Charlot sin Chaplin
Por
Juan Antonio Bermúdez
A sus 68 años, Woody Allen no renuncia a seguir haciendo versiones de esa genial y disparatada crónica sentimental contemporánea que fijó a mediados de los 70 en una de sus obras maestras: Annie Hall. A sus 68 años, no renuncia a contar en primera persona las pasiones y las depresiones de Manhattan, isla refugio de la izquierda divina universal en un universo que diviniza a la derecha.
Ya trató la edad como factor que determina una relación de pareja precisamente en la película que lleva el nombre de su mitificado micro-mundo (Manhattan, 1979). Pero justo para huir de eso, para no reducir todos sus filmes a historias de humberts y lolitas y poder seguir trabajando con actrices a las que duplica o incluso triplica en años, se ha planteado a menudo (y casi siempre sin encontrarlo) buscar a un actor que le sustituya en la pantalla.

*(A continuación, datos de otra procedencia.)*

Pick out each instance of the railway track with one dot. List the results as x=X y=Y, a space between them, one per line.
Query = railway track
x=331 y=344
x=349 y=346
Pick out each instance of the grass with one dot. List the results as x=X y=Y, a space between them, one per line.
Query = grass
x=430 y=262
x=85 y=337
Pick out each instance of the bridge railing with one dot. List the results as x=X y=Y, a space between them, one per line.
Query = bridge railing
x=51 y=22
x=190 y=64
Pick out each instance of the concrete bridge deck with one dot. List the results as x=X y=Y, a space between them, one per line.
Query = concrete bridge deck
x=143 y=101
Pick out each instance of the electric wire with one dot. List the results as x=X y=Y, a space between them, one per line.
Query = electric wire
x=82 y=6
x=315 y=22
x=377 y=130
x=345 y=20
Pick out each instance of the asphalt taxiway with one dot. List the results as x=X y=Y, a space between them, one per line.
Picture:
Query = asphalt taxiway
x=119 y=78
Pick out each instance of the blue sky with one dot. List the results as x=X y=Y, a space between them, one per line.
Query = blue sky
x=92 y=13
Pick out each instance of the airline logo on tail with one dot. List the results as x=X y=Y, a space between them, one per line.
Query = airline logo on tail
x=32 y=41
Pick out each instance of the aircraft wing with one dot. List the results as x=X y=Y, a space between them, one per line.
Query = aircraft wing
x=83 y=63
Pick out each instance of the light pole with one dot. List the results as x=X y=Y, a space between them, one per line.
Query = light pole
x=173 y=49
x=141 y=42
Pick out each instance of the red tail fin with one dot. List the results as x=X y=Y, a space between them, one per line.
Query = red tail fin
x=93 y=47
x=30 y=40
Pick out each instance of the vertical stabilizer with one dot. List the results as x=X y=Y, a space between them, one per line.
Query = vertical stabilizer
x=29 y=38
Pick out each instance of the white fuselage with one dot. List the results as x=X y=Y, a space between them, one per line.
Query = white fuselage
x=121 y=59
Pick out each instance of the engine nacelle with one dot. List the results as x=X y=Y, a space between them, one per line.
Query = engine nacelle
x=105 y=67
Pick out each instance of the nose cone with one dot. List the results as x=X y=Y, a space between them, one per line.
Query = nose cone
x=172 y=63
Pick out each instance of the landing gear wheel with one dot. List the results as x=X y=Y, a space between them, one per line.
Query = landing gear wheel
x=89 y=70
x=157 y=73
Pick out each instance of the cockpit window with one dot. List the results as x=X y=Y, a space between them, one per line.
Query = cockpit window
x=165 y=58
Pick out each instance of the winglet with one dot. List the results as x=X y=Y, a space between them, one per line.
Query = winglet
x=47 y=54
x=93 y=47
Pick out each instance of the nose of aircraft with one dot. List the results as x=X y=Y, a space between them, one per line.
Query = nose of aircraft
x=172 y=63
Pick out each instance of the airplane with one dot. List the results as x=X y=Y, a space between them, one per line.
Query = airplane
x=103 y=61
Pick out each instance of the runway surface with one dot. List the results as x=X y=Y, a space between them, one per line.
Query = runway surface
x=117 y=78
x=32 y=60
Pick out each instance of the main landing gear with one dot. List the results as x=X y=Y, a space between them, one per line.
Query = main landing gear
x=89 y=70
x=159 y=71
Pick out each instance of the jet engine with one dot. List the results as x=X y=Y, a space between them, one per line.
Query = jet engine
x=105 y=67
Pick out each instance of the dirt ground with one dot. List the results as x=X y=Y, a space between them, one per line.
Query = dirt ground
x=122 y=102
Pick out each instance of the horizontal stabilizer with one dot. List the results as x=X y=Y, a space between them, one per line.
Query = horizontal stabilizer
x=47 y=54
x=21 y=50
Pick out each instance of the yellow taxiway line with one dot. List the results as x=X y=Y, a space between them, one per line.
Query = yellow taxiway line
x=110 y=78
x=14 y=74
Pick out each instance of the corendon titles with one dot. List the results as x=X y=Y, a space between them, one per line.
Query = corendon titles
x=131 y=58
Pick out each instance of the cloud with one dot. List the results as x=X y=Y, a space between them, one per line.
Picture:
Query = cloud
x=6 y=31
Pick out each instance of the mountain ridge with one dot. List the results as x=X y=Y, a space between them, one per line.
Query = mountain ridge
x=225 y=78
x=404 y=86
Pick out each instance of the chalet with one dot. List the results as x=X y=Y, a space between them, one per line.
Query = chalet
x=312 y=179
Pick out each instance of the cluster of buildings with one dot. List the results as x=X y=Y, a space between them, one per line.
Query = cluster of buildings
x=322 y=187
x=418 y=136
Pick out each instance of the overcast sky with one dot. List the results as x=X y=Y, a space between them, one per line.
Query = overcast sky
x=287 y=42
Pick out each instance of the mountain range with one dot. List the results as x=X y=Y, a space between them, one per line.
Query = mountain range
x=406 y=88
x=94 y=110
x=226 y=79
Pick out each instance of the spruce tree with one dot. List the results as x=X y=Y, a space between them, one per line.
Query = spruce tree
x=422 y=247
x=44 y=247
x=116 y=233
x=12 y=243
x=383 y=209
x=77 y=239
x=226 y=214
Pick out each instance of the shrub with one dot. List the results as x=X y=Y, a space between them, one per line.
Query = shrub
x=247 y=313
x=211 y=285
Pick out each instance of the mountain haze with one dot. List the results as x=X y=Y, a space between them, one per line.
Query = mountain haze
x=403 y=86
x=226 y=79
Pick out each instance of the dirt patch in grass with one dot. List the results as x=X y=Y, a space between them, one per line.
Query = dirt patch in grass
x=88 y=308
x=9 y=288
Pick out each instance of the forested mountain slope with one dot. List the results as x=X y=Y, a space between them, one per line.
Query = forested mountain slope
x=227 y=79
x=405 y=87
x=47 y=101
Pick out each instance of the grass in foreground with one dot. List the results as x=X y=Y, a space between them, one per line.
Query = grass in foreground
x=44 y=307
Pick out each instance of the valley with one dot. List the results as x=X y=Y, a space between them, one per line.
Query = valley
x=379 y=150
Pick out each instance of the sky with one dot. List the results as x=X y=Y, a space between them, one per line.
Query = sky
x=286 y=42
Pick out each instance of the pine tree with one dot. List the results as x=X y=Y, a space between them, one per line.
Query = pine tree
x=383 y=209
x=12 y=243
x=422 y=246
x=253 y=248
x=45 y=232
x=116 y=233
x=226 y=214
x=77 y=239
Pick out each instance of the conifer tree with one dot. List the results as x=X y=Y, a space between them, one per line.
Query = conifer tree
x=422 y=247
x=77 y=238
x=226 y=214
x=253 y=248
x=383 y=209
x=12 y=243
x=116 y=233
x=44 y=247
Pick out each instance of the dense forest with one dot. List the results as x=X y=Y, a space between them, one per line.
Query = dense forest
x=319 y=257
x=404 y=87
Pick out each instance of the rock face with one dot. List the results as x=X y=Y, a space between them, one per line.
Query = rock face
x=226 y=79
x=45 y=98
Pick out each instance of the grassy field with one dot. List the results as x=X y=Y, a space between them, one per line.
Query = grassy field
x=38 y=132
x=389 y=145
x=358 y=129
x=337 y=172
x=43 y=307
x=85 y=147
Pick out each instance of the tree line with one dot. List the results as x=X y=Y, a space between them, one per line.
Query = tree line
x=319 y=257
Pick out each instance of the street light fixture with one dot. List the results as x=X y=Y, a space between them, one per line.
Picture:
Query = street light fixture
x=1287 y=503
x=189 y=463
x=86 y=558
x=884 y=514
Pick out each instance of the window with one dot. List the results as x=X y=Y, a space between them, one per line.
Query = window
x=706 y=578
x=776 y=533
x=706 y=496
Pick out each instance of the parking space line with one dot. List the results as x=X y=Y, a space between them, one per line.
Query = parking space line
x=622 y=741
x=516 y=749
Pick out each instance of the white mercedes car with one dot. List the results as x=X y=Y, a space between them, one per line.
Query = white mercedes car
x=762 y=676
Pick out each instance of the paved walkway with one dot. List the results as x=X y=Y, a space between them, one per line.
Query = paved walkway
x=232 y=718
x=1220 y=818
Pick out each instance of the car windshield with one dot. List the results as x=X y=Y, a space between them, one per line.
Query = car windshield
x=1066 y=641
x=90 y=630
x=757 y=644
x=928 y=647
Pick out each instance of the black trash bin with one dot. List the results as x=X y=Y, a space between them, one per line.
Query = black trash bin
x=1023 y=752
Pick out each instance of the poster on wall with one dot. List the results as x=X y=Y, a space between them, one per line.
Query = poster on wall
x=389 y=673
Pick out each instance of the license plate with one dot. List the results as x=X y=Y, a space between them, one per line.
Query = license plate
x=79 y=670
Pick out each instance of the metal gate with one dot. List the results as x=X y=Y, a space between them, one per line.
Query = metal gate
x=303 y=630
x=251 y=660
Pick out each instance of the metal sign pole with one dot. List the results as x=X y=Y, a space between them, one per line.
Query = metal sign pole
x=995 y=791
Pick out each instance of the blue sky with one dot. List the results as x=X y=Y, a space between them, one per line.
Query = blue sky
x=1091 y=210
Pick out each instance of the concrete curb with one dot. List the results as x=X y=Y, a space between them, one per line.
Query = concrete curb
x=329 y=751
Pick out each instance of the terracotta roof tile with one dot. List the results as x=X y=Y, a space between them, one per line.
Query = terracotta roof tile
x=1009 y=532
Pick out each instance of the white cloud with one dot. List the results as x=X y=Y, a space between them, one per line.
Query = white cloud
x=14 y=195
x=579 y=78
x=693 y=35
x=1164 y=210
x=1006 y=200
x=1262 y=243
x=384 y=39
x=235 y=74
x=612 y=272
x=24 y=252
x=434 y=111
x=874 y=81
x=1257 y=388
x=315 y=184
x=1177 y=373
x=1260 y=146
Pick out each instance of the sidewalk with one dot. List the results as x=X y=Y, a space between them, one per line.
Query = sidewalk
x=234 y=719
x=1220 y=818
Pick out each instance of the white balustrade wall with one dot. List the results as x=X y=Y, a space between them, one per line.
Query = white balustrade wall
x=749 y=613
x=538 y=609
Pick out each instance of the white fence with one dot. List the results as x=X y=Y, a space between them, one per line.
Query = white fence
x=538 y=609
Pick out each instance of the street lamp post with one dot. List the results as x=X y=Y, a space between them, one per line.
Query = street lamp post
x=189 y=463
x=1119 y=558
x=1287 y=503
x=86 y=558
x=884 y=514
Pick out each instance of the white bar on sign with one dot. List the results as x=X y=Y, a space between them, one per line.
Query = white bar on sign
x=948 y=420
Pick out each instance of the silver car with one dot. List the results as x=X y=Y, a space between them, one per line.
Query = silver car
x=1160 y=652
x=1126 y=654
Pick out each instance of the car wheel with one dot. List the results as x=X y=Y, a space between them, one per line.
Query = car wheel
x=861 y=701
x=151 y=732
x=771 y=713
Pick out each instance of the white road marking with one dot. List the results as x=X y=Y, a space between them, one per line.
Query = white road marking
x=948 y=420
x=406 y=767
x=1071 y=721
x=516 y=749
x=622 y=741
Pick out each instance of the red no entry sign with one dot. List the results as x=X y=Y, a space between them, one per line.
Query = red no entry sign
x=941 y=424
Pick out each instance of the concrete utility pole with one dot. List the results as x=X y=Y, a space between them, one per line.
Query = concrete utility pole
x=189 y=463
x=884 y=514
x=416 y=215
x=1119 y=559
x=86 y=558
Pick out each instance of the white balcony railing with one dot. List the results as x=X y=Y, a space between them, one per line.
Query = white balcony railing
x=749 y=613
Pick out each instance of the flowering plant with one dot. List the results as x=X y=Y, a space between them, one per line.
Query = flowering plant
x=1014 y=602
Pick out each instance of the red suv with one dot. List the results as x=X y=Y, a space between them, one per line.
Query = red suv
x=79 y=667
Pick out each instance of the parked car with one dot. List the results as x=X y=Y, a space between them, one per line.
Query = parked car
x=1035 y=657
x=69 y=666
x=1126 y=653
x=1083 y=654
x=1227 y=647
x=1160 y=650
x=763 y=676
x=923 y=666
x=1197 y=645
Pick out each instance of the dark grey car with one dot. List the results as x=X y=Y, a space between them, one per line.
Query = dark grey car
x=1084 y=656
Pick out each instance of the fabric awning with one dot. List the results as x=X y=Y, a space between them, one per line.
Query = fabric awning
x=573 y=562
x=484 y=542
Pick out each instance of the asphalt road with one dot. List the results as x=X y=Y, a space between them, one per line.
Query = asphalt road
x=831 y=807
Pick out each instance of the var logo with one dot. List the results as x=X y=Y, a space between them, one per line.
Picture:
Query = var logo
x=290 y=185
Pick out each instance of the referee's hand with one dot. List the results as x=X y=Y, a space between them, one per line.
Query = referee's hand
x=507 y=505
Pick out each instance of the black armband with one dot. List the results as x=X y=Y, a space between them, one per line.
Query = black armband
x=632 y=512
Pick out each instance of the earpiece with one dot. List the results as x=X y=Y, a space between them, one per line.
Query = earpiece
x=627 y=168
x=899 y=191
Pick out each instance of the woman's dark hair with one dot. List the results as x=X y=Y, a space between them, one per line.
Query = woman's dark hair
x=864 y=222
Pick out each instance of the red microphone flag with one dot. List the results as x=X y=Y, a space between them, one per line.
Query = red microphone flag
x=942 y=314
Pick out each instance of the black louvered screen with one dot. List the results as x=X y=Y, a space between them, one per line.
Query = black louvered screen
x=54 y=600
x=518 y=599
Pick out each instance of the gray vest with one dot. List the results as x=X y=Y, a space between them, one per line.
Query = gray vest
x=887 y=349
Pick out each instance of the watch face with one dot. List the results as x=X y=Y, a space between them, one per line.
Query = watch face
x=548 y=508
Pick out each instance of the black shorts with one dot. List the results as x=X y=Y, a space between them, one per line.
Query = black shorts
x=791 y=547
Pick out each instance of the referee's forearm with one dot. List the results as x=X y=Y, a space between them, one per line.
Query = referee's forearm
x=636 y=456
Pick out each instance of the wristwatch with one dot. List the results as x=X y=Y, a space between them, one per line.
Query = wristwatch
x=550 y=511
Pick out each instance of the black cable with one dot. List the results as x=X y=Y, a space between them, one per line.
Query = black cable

Probó así con Kenneth Brannagh en Celebrity y ahora, en Todo lo demás, ensaya con Jason Biggs una fórmula intermedia, cediéndole al joven actor gran parte del protagonismo de la cinta y reservándose el propio Allen un papel “en la sombra” pero muy lucido. Tal vez la presencia de Biggs, estrella entre los adolescentes estadounidenses desde su participación en American Pie y sus secuelas, haya sido algo más que una sugerencia de la productora Dreamworks en un intento de incorporar nuevas generaciones a la reducida audiencia de Allen en su país.
Lo cierto es que su interpretación está muy bien: ágil, creíble y con química en la réplica a una también excelente Christina Ricci y a los demás actores. Pero el desdoblamiento al que lo somete el director es tan estricto, el perfil de su personaje es tan calcado a ese icono de la neurosis posmoderna que es Woody Allen, sus tartamudeos y sus obsesiones son tan suyas sin que obviamente llegue a ser él por completo, que en la película acecha una extraña sensación de fraude o de carencia. Es como asistir a una de esas abundantes imitaciones de Charlot, perfectas pero desalmadas. Ni más ni menos.
Y puede ponérsele un segundo pero a Todo lo demás bastante relacionado con lo anterior. Al proyectar todo su ego en un doble, Jerry Folk, el aspirante a escritor encarnado por Biggs, Woody Allen se justifica más, su autocrítica no resulta tan incisiva como la parodia de los que lo rodean. La novia caprichosa, la suegra histérica, el agente incapaz, el psiquiatra indolente y hasta ese mentor bastante desquiciado al que interpreta el mismo Allen son fantasmas, cuesta ver en esas caricaturas rasgos humanos de complicidad y complejidad. Y ahí se explican por ejemplo las acusaciones de misoginia que se le han hecho a la película en relación con los retratos femeninos.
Si se hace el esfuerzo, tal vez costoso pero posible, de perdonar estos vicios, Todo lo demás es otra espléndida lección de vida y de cine, más divertida e inteligente que el noventa por ciento de los filmes que invaden la cartelera.